Source: If You Want to Be Creative, Don’t Be Data Driven – Microsoft Design – Medium
Data always has its purpose and reason for being collected, but blindly doing what the data tells you is a cop out. It means you’re not willing to take a chance, and decide to do whatever the data tells you to do. That way, you insulate yourself from failures, “the data told us to do that!”. That doesn’t always work out for the best.
But, oh, what could have been! Even Otellini betrayed a profound sense of disappointment over a decision he made about a then-unreleased product that became the iPhone. Shortly after winning Apple’s Mac business, he decided against doing what it took to be the chip in Apple’s paradigm-shifting product.
“We ended up not winning it or passing on it, depending on how you want to view it. And the world would have been a lot different if we’d done it,” Otellini told me in a two-hour conversation during his last month at Intel. “The thing you have to remember is that this was before the iPhone was introduced and no one knew what the iPhone would do… At the end of the day, there was a chip that they were interested in that they wanted to pay a certain price for and not a nickel more and that price was below our forecasted cost. I couldn’t see it. It wasn’t one of these things you can make up on volume.
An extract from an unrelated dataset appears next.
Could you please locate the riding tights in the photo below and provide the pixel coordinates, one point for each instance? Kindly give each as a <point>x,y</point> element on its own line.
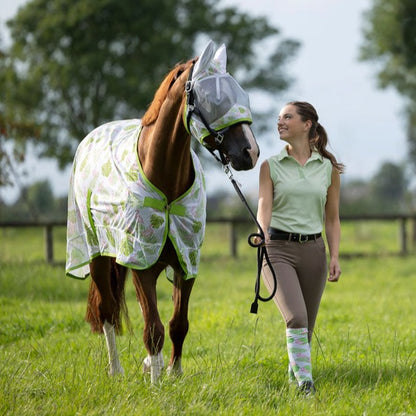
<point>301,270</point>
And in hindsight, the forecasted cost was wrong and the volume was 100x what anyone thought.”
It was the only moment I heard regret slip into Otellini’s voice during the several hours of conversations I had with him. “The lesson I took away from that was, while we like to speak with data around here, so many times in my career I’ve ended up making decisions with my gut, and I should have followed my gut,” he said. “My gut told me to say yes.”
Sometimes you have to lead with your gut.